ありふれた恋。
「良かったな」
本を閉じテーブルの上を整理し終わると、陽介は腕を組んだ。
「家族なんだから分かりあえるはずだと思ってた」
「うん、陽介のおかげ」
「俺はなにもしてないじゃん」
「背中を押してくれたでしょ?」
「別に」
相変わらずクールな反応。
私が好きだと告げたら、この冷静さを少しでも崩すことができるのかな。
……いや、無理か。
「陽介」
「ああ?」
ぐずぐずしていたらまた気持ちが揺らぎそうで、さっさと本題を切り出すことにした。
「母との関係もそうだけど、いつも私は陽介の言葉に凄い勇気づけられてるの。
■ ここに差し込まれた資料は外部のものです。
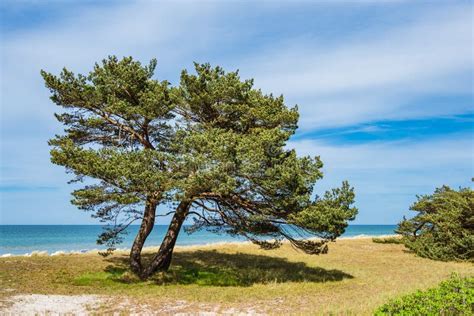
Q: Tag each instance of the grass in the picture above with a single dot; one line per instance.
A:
(355, 277)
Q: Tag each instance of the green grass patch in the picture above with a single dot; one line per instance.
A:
(452, 297)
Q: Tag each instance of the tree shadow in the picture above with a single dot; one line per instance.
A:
(214, 268)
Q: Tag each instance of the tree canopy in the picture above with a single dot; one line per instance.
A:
(211, 149)
(443, 228)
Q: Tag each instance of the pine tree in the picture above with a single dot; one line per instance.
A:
(212, 148)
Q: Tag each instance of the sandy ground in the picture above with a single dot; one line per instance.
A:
(36, 304)
(52, 305)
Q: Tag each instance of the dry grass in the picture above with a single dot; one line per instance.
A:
(355, 277)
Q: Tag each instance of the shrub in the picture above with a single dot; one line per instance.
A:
(443, 229)
(452, 297)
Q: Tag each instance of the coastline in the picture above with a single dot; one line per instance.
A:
(177, 247)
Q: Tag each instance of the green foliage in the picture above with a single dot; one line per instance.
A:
(452, 297)
(213, 141)
(443, 228)
(387, 240)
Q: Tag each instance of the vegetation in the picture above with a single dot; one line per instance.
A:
(452, 297)
(354, 278)
(212, 148)
(443, 228)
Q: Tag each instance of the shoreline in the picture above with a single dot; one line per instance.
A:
(155, 247)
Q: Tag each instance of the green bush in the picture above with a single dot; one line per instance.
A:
(452, 297)
(443, 228)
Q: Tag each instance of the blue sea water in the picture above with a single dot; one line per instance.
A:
(23, 239)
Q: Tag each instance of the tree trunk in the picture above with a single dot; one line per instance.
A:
(162, 260)
(146, 227)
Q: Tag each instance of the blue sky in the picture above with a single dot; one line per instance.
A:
(384, 88)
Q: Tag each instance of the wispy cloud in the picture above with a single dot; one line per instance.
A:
(348, 71)
(376, 75)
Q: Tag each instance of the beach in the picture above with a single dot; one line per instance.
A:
(356, 276)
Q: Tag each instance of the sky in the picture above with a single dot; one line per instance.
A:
(384, 88)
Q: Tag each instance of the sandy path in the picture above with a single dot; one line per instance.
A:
(36, 304)
(53, 305)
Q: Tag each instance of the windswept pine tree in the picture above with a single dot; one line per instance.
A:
(211, 149)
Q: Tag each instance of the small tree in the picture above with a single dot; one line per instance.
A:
(443, 228)
(213, 148)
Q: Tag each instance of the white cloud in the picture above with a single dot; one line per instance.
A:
(377, 76)
(388, 176)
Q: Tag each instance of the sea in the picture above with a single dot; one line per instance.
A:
(26, 239)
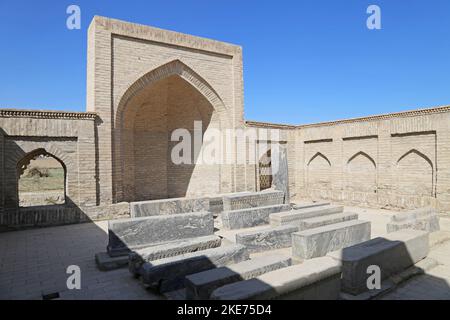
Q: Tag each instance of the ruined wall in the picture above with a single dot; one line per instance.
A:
(69, 137)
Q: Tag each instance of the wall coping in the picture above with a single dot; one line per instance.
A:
(402, 114)
(46, 114)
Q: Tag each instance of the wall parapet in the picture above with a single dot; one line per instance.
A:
(402, 114)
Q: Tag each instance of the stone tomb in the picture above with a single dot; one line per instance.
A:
(318, 242)
(253, 199)
(201, 285)
(269, 238)
(168, 206)
(138, 257)
(134, 233)
(315, 279)
(250, 217)
(296, 216)
(168, 274)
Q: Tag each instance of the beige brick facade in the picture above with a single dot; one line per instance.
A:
(143, 83)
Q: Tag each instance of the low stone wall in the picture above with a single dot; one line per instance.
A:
(55, 215)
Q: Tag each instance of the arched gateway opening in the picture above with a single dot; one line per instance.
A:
(169, 98)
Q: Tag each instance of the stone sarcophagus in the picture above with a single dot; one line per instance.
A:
(126, 235)
(168, 206)
(253, 199)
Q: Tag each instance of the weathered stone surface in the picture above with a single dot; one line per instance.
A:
(393, 253)
(129, 234)
(168, 206)
(267, 239)
(168, 274)
(170, 249)
(295, 216)
(318, 242)
(316, 222)
(252, 199)
(201, 285)
(425, 219)
(316, 279)
(216, 202)
(251, 217)
(105, 262)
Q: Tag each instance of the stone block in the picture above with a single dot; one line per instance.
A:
(425, 219)
(252, 199)
(105, 262)
(315, 279)
(267, 239)
(295, 216)
(168, 206)
(393, 253)
(316, 222)
(251, 217)
(170, 249)
(201, 285)
(126, 235)
(318, 242)
(168, 274)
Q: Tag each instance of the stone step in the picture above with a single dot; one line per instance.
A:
(250, 217)
(392, 253)
(170, 249)
(315, 279)
(126, 235)
(319, 241)
(267, 239)
(316, 222)
(168, 274)
(294, 216)
(201, 285)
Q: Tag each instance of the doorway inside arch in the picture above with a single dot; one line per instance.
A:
(147, 122)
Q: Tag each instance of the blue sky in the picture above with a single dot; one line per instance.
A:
(304, 61)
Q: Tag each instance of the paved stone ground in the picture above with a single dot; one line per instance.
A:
(34, 262)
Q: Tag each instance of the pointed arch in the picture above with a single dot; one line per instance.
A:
(415, 174)
(362, 154)
(320, 155)
(25, 160)
(194, 99)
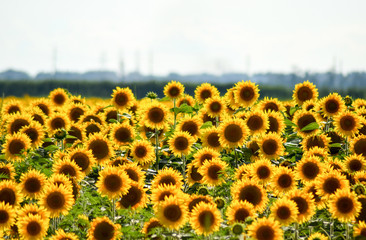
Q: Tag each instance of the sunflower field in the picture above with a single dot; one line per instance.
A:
(211, 166)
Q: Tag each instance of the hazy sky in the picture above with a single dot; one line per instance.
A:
(184, 36)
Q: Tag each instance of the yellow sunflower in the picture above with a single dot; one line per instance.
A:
(213, 171)
(32, 183)
(181, 143)
(246, 93)
(173, 90)
(305, 91)
(122, 98)
(265, 229)
(113, 182)
(344, 206)
(347, 123)
(233, 133)
(205, 218)
(102, 228)
(239, 211)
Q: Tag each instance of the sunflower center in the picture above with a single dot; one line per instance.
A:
(284, 181)
(55, 200)
(241, 214)
(331, 184)
(181, 143)
(213, 140)
(156, 115)
(113, 183)
(33, 228)
(247, 93)
(32, 185)
(7, 195)
(4, 216)
(310, 170)
(173, 213)
(103, 231)
(190, 127)
(347, 123)
(206, 219)
(132, 198)
(16, 146)
(265, 233)
(252, 194)
(233, 133)
(301, 203)
(270, 146)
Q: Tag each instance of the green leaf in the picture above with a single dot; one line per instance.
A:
(310, 126)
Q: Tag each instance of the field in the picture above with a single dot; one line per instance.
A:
(211, 165)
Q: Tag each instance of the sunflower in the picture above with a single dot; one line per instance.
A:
(100, 147)
(239, 211)
(210, 138)
(15, 145)
(271, 146)
(32, 183)
(305, 91)
(69, 168)
(181, 143)
(7, 216)
(265, 229)
(205, 218)
(58, 97)
(257, 122)
(205, 91)
(57, 200)
(203, 155)
(62, 235)
(329, 182)
(16, 121)
(305, 204)
(33, 227)
(83, 158)
(309, 168)
(172, 213)
(35, 133)
(102, 228)
(143, 152)
(168, 176)
(250, 191)
(154, 115)
(347, 123)
(344, 206)
(212, 170)
(173, 90)
(113, 182)
(232, 133)
(302, 119)
(246, 93)
(122, 98)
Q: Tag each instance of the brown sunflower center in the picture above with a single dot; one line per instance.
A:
(265, 233)
(172, 212)
(113, 183)
(181, 143)
(310, 170)
(345, 205)
(252, 194)
(32, 185)
(233, 133)
(55, 200)
(34, 228)
(156, 115)
(104, 231)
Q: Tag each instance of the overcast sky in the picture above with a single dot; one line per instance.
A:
(183, 36)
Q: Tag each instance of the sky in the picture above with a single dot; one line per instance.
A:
(183, 36)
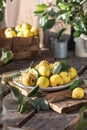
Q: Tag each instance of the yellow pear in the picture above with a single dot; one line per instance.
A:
(65, 77)
(44, 71)
(44, 63)
(78, 93)
(28, 79)
(10, 33)
(27, 33)
(56, 80)
(43, 82)
(25, 26)
(35, 30)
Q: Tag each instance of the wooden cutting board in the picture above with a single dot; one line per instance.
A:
(60, 101)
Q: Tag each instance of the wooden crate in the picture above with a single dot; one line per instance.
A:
(23, 48)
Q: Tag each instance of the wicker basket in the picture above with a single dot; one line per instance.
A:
(23, 48)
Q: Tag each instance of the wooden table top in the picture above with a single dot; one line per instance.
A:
(43, 120)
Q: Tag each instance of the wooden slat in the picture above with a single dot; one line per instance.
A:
(62, 102)
(49, 120)
(12, 117)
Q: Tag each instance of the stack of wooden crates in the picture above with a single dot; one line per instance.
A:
(22, 48)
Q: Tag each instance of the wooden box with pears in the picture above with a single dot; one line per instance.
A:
(22, 40)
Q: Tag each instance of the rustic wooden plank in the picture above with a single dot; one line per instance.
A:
(12, 117)
(4, 90)
(13, 128)
(62, 102)
(49, 120)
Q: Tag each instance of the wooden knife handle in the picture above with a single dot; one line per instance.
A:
(82, 70)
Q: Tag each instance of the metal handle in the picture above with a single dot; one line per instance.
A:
(82, 70)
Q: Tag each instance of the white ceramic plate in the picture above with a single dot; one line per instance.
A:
(17, 82)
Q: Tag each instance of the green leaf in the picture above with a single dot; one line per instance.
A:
(85, 92)
(64, 65)
(40, 9)
(62, 5)
(56, 69)
(63, 15)
(81, 125)
(60, 33)
(33, 91)
(27, 70)
(6, 56)
(82, 111)
(1, 15)
(34, 104)
(85, 81)
(16, 93)
(49, 24)
(11, 76)
(42, 103)
(75, 84)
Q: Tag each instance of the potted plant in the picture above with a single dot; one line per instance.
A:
(70, 11)
(59, 45)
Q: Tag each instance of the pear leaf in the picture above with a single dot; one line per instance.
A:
(6, 56)
(56, 69)
(75, 84)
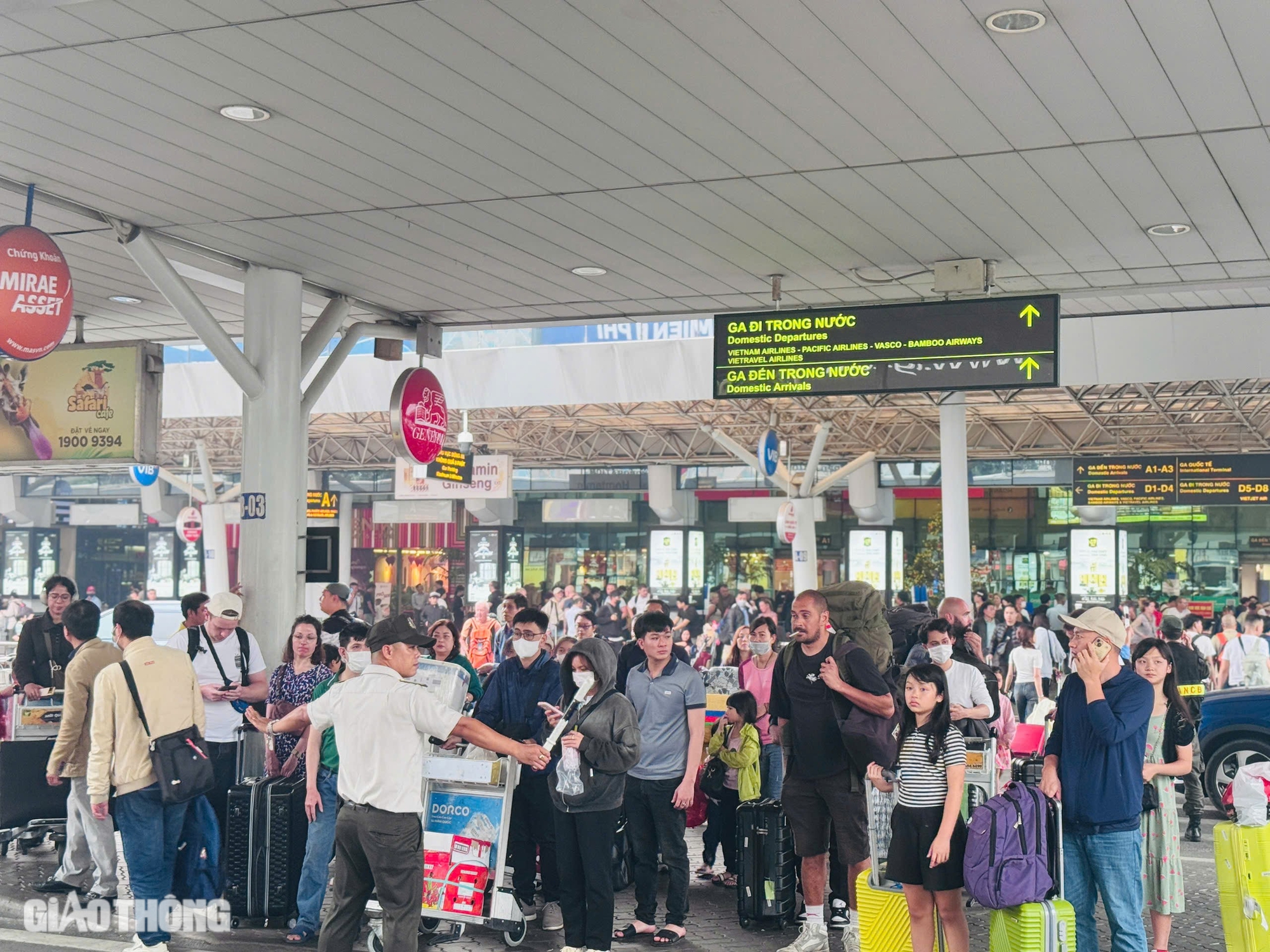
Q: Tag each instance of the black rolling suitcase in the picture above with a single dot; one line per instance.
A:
(265, 849)
(765, 856)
たくさん力も貰ったし、ありがとうじゃ足りないものを贈られた」
「……」
あれ、この先……、何を言うんだっけ。
頭の中が真っ白になる。
人生初の告白は、
やはりシナリオ通りにいかない。
もういいや、
ありのままの気持ちを伝えれば。
「私、陽介のことが……」
掠れ、震えた声。
―――好き、です。
語尾は小さくなってしまったけれど、この静寂した館内で私の言葉は確かに届いたはずだ。
恐る恐る陽介の顔を見上げると、
とても不機嫌そうな顔をしていた。
告白の答えなど聞かなくても、その表情が全てを表しているかのようだ。